В тот год в Риме была международная художественная выставка с русским отделом. Надо было заглянуть и туда. Помещалась выставка где‑то за Порта Пиа. Наш отдел большой, но не сильный. Лучше других Серов – он занимал особый зал. Итальянцы его не оценили. Мои две вещи, с такой неохотой данные Толстому, были поставлены плохо[231]. Я пошумел там, и мне обещали перевесить мои картины в зал Серова, вещи которого почему‑то должны были вернуться в Россию до окончания выставки. Великолепен был отдел англичан. Он накануне нашего приезда закрылся, и только по‑особому, данному мне разрешению нам удалось его осмотреть. Английское искусство было показано в исторической перспективе. Тут были и Рейнольдс и прерафаэлиты с Берн‑Джонсом, Вальтером Креном до художников последнего времени. Здоровая нация была представлена в здоровом искусстве. Везде отличная школа. Не было и следа французского упадочного новаторства.

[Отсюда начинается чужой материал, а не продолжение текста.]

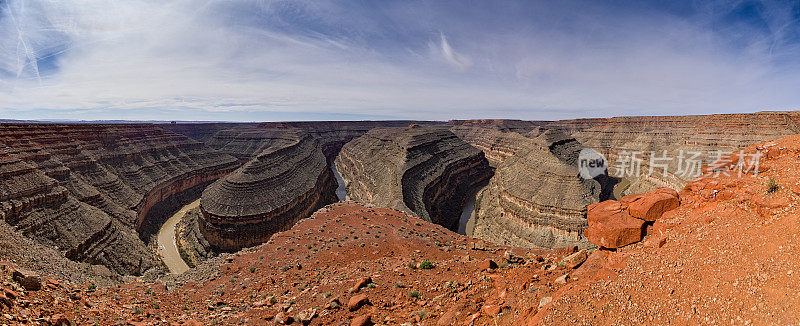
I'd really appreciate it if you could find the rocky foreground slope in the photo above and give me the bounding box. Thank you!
[198,130,336,251]
[0,202,571,325]
[336,126,491,229]
[0,124,236,274]
[537,136,800,325]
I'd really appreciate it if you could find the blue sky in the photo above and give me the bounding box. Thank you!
[0,0,800,121]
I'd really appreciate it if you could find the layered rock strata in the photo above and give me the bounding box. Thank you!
[0,124,236,274]
[259,120,438,162]
[335,126,492,229]
[158,122,258,143]
[199,130,336,251]
[472,129,609,248]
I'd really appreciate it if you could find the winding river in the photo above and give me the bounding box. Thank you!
[158,199,200,274]
[458,189,480,237]
[331,164,347,201]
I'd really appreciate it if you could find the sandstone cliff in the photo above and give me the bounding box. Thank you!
[335,127,491,229]
[473,130,608,248]
[198,130,336,251]
[0,124,236,274]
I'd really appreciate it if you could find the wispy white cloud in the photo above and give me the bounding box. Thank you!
[439,33,472,71]
[0,0,800,120]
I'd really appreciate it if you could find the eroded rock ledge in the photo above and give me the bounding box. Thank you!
[335,126,492,229]
[199,130,336,251]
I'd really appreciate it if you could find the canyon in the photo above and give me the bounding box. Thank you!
[336,125,491,231]
[0,112,800,325]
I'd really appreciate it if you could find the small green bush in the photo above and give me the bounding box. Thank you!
[419,260,433,269]
[767,178,781,194]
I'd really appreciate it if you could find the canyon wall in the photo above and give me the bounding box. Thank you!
[259,120,440,162]
[0,124,236,274]
[459,128,609,248]
[335,126,492,229]
[198,129,336,251]
[162,122,258,143]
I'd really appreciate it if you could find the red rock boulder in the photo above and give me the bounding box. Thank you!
[583,200,644,248]
[622,188,680,222]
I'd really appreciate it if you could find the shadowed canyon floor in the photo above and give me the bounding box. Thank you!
[0,112,800,325]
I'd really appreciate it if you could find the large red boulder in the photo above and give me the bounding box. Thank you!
[583,200,644,248]
[622,188,680,222]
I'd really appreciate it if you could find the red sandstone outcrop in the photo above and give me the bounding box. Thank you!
[336,126,491,229]
[584,188,680,249]
[199,129,336,251]
[550,112,800,194]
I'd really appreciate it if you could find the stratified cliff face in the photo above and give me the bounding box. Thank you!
[472,129,608,248]
[0,124,236,274]
[158,123,258,143]
[207,128,307,163]
[568,112,800,194]
[447,119,551,134]
[450,125,541,167]
[199,130,336,251]
[335,127,492,229]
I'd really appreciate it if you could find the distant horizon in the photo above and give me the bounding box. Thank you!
[0,0,800,121]
[0,109,800,124]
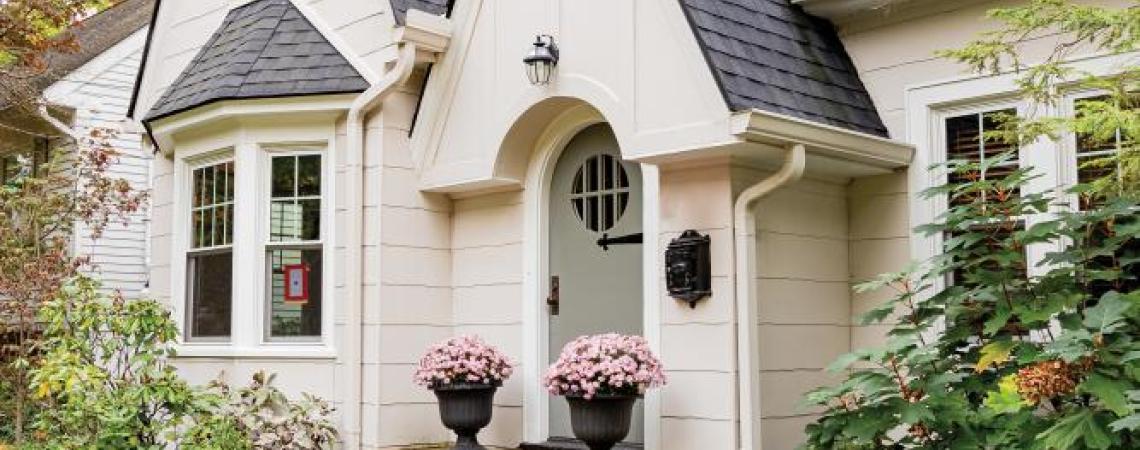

Были интересны испанцы, вернее, двое из них: Зулоага и Англада. Каждый имел особый зал. Один из них северянин, другой южанин – оба дали превосходные вещи. Оба ярко изобразили Испанию тех дней. Мне остались особенно памятны две картины этих мастеров. Зулоага изобразил суровый каменистый ландшафт Кастилии. На фоне его плетется на старом, усталом Россинанте старый, печального образа гидальго с копьем в руках. Всадник и конь хорошо пожили, сейчас они никому не нужны. У ворот оставленного городка шумит толпа, там праздник – бой быков. Когда‑то, давно, гидальго был молод, нравился красавицам… тогда он не был старым грибом. Гордо выступал он на своем коне в шитом золотом наряде… Он привык к победам. Сколько одержал он их – счету нет. Ну а теперь, пусть они веселятся без него… безумствуют. Ему что за дело! Он устал, хочет отдохнуть. Грустные мысли теснятся сейчас в голове старого пикадора… Драма конченого человека выражена в картине так трогательно, с таким душевным участием… Иное у Англады. Тот со всем пылом южанина изобразил ночь в Гренаде. Яркие звезды, мириады их мерцают как бы в изнеможении, блистая алмазами, падают в бездну. Воздух насыщен ароматами роз… Все полно страсти, необузданной, опьяняющей страсти, безумного восторга. Какое‑то неистовое сладострастье овладело и людьми с гитарами… Гитары поют, стонут – их звуки то замирают в томной неге, то бурно клокочут в победных аккордах… Вот‑вот струны порвутся, гитары с шумом разобьются о землю, и сами неистовые музыканты падут в безумном экстазе. Англада, как никто, сумел выразить этот музыкальный бред, вызванный южной ночью, одуряющим ароматом цветов, близостью чернооких красавиц Гренады…

Последние дни мы отдали Ватикану. Я попрощался с Микельанджело, с Рафаэлем. Я не говорил им «прощайте» – я сказал им: «до свидания». С прекрасным чувством мы оставили великий Рим.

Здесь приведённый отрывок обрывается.